I remember walking with my dad and one of his employees outside the company building in Tallmadge, Ohio many years ago. In the course of the conversation, we passed the many company trucks and vans sitting outside the large building and the employee asked my dad if he ever thought about the fact that he owned all this stuff and how hundreds of employees worked for him. The employee went on to say that he would probably think about it all the time if he were in my dad’s place.
There was a bit of a pause in the conversation as we both waited for my dad to answer. And to be honest, I don’t remember what he said. I’m sure he said something about how it was a privilege to be able to serve the employees or something like that, but his answer isn’t really the important part of the story: it was the question.
I’ve thought about that question, or questions much like it, over the intervening 30 years and have concluded that, if asked, I think I would pause, look at everything that was considered mine, and then say, “I don’t really own anything, you know?”
I know that sounds odd, but if you think about it for even a little while, what is ownership but extended leasing? Take my dad for instance. Within ten years of that conversation he had passed away and everything that was once considered his passed into the hands of someone else. We may “own” stuff for a while, but eventually, it passes on to another person or, in many cases, becomes old, worn out, and then tossed on the garbage heap. “Ownership” really is only a temporary state of things.
But this all changes if we are discussing an owner who never dies or an object that never fades nor is destroyed. If my dad was eternal and his business likewise, then the employee’s question would have been much different, but that was not the case for my dad did not, and his company will not survive the long haul of human existence.
Psalm 100 tells us we are to rejoice in the Lord and serve him with gladness, giving thanks to him. But the psalmist really only gives one reason why we should rejoice in him: God made us, and we are his. Yes, as politically incorrect as it may be to say, we God’s property. We are not our own. Unlike my father and his company, the owner (God) is eternal and what he owns (us) are told we will live throughout eternity. This is true ownership, and this fact should cause us to ask a very important question: If we are owned by God, what is it that God, our owner, wants of us?
Thankfully, we don’t have to look very far for the answer to this question. David, a man after God’s own heart and the author of Psalm 101, provides the answer. Notice, if you will, the number of times David says “I will.” By my count, David says it ten times in eight verses which is a massive amount of repetition and should indicate that the main point has to do with that phrase.
If we are owned by God, what should we do? Well, read the chapter again. No, really, I mean it.
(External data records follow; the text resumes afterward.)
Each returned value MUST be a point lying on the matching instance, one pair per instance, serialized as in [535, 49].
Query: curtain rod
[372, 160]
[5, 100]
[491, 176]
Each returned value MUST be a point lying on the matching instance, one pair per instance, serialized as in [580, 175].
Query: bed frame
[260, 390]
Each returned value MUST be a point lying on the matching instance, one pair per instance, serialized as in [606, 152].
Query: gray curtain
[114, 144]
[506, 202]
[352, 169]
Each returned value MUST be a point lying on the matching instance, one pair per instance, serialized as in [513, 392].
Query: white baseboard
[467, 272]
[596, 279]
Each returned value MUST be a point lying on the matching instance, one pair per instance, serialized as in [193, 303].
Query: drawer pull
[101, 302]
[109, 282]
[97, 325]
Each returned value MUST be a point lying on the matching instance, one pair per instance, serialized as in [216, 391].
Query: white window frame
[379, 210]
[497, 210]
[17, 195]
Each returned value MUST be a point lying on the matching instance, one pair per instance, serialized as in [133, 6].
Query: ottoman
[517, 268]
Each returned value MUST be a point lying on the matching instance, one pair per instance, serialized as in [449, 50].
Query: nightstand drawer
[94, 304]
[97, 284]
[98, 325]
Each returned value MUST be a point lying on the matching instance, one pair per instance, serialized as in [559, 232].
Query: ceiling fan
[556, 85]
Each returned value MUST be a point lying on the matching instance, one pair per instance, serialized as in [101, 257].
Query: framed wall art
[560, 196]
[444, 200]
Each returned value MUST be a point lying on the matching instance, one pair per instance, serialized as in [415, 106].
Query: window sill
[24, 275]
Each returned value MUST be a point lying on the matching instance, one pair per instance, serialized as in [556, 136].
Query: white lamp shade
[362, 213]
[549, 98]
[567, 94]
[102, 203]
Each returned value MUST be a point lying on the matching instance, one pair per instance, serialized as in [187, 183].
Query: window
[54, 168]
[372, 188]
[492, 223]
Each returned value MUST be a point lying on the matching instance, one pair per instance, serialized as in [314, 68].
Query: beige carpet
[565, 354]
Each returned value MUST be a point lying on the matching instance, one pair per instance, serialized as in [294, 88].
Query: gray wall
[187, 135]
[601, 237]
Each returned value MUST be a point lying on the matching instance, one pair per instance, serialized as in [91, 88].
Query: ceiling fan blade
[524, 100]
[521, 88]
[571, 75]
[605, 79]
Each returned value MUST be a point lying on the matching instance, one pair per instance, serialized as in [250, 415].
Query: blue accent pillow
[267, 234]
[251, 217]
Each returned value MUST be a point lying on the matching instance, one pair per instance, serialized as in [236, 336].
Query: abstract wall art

Take a break from reading this entry and go read Psalm 101 again and then come back here.
Did you notice how David’s response to being owned by God has to do with pursuing morally upright things? Did you notice David did not want to be in the presence of evil? Did you notice David wants to walk with those whose way is blameless? Did you also notice there is nothing about occupation or vocation in this psalm?
David is saying is if we are owned by God then we should want to be like him. We should want to be holy and pure. We should want to keep those things that are evil and degrading out of our house and away from our sight. We should want to surround ourselves with other people who are like-minded and desiring to pursue the way that is blameless. It seems simple enough, doesn’t it? But it isn’t, is it?
Why is it we often want to fill our houses with depraved things? Why do we want to fill our eyes and ears with the images and sounds of Sin? Why do we want to model our daily thought patterns after arrogant and evil people? Why are we drawn to these things?
Maybe you aren’t enticed and drawn by these things and people. Maybe you have won that battle and are not tempted anymore to be deceitful. Maybe impurity isn’t attractive to you. Maybe you have put arrogance and pride behind you. Maybe, but I would guess not. I would guess most people reading this are like me, and you live in the tension between longing to be a man (or woman) after God’s own heart and longing to roll around in your own vomit. I mean, when I put it that way, no one really wants to do that, do we? But that’s really the choice, isn’t it? The little sins we hold on to. The infidelities. The pride. The condescension. The lust. The anger and hatred. We love all of these while we still want to be like God. What a mess we are.
And yet, (not discounting the work of the Spirit), I think we wallow in our sins and relish the numbing sensation mainly because we have forgotten we are not our own. We have forgotten we are owned by God. We have forgotten our owner has the right to decide how we should live. And, unlike my dad and his company, the bonds of ownership between God and us will never be broken. The implications of this fact are certainly worth pondering.